Dave and I have only met virtually. Introduced via Twitter, we started chatting and reading each other’s blogs. As you might have guessed by the title, Dave is The Yorkshire Dad. He lives in rural North Yorkshire with his wife, Helen and his four daughters ranging in age from 8-14. Dave shares a lot on his blog – everything from parenting, to food, photography and health. He’s also an avid runner which is how we started chatting. I immediately liked his style – he’s open and relatable and frankly, the fact that he has time to run and train is pretty remarkable given his extremely busy family life! And on top of all that, he found some time to answer my five questions about running…
What purchase under £100 has most impacted your running life?

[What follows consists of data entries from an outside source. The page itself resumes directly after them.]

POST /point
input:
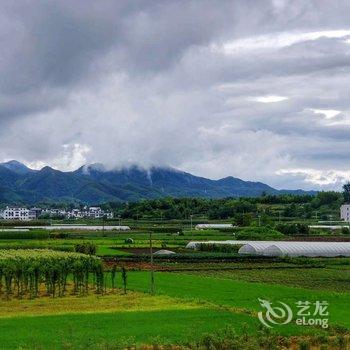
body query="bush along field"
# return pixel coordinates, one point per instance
(72, 289)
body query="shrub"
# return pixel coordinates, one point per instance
(22, 271)
(86, 248)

The running belt for my dog, Duke. He runs with me all the time and having him attached to the belt rather than me holding the lead is just fantastic. But also, it’s helped my recovery from a knee problem that I was really struggling with last year. My osteopath finally worked out that me holding the lead in my left hand was causing my upper body to twist and in turn, this was causing issues with the muscle groups around my knee. Amazing stuff!#
What new habit have you adopted in the last 3 years has most improved your running?

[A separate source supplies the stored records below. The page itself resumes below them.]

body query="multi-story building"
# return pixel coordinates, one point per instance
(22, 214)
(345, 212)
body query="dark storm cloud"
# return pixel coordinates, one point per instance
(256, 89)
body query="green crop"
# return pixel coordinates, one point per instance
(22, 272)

Not looking at my watch. I love my watch and I love having something that tracks my runs. However, I noticed I was looking at it far too often. I couldn’t quite bring myself to ditch it, so I work on changing my habit. Winter was a good time to do this as it meant I was wearing long sleeve tops and I made sure to keep the watch covered. I also changed the default large display to show the clock time during a run. This limited running time and distance to a small number in the corner, so if I did glance at the time, then I was less likely to see the running stats.
When you are at your absolute lowest point in a race, what do you do or say to yourself to convince yourself to keep going?
The 20-ish mile point in my only marathon to date. I’d started really well and controlled my pace and thought I was going great guns. Then fatigue struck. I hit the wall. I slowed, and slowed, then walked then stopped. I just couldn’t get going again. Passing runners shouted encouragement to me but it was futile. My mind was all over the place, searching for a way to make my legs go again. Then I thought about my girls waiting for me at the finish line. I didn’t want to let them down. Thinking about them and seeing them smile as I came to the end was what got my legs moving again. That last 100m was the easiest of the whole race because I saw my girls waiting and waving. Then two of them joined me on the course and ran the last 50m with me, holding my hands. An incredible moment.
Tell me about an unusual thing that you do before, during or after a run?
Oh gosh, I’m not sure I’m that interesting. I’ve been closely watching my own behaviour for the last few days to see if I do anything strange before or after running. I can’t say I do. Is that boring? I have habits, like making sure I’ve been to the toilet before a run, and of course, stretching after a run, but neither of which could be called unusual.
What is your most memorable running failure and what did you learn from it?
Oh, so many! Not paying attention to my dog when running alongside a canal is probably to most memorable. I didn’t realise, and nor had she, that she was VERY close to the water’s edge. The canal section was quite full and level with the path and thus she just trotted off into the water – while still attached to her lead. Yes, I was pulled after her!